In the early 20th century, the dentist Frederick McKay began looking into a phenomenon which was known at the time as the Colorado brown stain. The stain was characterized by brown discolorations and noticeable pits which appeared on the teeth of people who lived in certain parts of Colorado. While it wasn’t a pretty sight, McKay also happened to notice that those who suffered from the brown stain also suffered from fewer cavities than the national average.
Although it took him several decades, McKay eventually discovered that the culprit was an excess of fluoride in the water. The mountain streams which supplied the affected communities ran across several fluoride-rich deposits, and so the element tended to wear into the water.
McKay didn’t stop there, however. Although the side effects were unfortunate, he was intrigued by fluoride’s cavity-prevention qualities, and after several more years of study he discovered that you could get all of the benefits and almost no drawbacks by adding a very small amount of fluoride to the water supply. The average cavity rate dropped significantly in communities which decided to do so, and the worst side effect people encountered was the occasional white stain in children’s teeth.

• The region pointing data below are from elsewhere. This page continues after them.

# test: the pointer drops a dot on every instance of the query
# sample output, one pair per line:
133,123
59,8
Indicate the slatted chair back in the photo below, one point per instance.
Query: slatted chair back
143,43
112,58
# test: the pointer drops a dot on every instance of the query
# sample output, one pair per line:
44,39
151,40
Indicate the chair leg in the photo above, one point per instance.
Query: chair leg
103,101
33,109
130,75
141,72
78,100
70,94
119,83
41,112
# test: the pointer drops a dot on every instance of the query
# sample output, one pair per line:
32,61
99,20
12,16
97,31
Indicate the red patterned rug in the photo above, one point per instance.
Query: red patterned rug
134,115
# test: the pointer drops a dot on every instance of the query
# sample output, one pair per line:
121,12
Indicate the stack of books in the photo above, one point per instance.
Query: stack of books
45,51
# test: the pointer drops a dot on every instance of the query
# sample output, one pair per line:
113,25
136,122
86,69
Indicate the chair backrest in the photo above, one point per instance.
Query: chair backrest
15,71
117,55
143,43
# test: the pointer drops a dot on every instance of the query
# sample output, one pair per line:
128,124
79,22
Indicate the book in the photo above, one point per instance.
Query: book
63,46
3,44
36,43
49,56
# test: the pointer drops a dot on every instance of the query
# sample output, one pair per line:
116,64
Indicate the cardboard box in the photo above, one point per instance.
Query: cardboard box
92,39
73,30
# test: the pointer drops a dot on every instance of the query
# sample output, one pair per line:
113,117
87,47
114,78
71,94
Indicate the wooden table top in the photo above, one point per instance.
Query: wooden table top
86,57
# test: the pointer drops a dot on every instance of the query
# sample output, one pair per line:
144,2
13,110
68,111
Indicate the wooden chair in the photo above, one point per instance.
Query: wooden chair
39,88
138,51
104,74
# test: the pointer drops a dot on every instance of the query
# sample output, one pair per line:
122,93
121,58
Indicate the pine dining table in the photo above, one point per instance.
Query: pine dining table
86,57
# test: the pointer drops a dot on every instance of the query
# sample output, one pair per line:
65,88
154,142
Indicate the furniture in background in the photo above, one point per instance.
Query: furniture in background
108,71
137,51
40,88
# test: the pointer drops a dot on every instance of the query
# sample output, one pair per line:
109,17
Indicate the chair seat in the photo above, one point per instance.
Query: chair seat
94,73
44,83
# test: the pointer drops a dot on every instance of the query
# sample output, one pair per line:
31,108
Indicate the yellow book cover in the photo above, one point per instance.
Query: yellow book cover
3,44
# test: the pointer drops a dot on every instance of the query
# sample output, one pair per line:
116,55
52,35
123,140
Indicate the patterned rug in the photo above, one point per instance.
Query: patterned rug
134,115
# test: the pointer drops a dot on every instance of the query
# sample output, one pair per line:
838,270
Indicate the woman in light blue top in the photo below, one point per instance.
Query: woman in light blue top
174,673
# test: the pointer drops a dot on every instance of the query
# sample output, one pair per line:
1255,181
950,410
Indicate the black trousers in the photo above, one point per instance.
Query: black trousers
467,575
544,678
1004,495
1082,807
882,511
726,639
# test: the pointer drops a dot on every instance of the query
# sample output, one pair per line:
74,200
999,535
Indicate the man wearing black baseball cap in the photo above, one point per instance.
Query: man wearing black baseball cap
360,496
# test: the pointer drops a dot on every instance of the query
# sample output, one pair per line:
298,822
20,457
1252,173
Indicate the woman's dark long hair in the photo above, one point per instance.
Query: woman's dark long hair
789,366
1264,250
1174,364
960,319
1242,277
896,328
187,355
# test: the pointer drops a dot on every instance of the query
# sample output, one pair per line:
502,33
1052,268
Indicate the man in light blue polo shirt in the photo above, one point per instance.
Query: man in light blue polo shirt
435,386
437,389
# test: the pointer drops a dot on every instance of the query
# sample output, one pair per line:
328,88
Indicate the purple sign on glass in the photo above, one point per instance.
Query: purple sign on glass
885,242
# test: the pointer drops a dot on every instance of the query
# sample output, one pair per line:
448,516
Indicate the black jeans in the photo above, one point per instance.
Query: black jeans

The means by which fluoride prevents tooth decay is actually fairly simple. Certain kinds of bacteria live in your mouth, and they break down tooth enamel when they feed on simple carbohydrates like sugar. This involves removing fluoride from the enamel molecules, and so by adding extra fluoride ions to the bacteria’s byproducts, you can turn them back into enamel and reduce the rate at which cavities grow.
Fluoride as cavity prevention doesn’t end with tap water, however, and even today in many parts of the United States it doesn’t begin there, either. You can also use fluoridated toothpaste to strengthen your teeth each time you brush, and if you visit your dentist regularly, they’ll usually give you a fluoride gel which can provide some additional protection.
Ever since Frederick McKay discovered the effects of fluoride on tooth decay, the global cavity rate has decreased by 50 percent or more. Whether we apply the fluoride through the water supply, through our toothpaste, or simply through visits to the dentist, element number 9 has proven its effectiveness in keeping our teeth safe.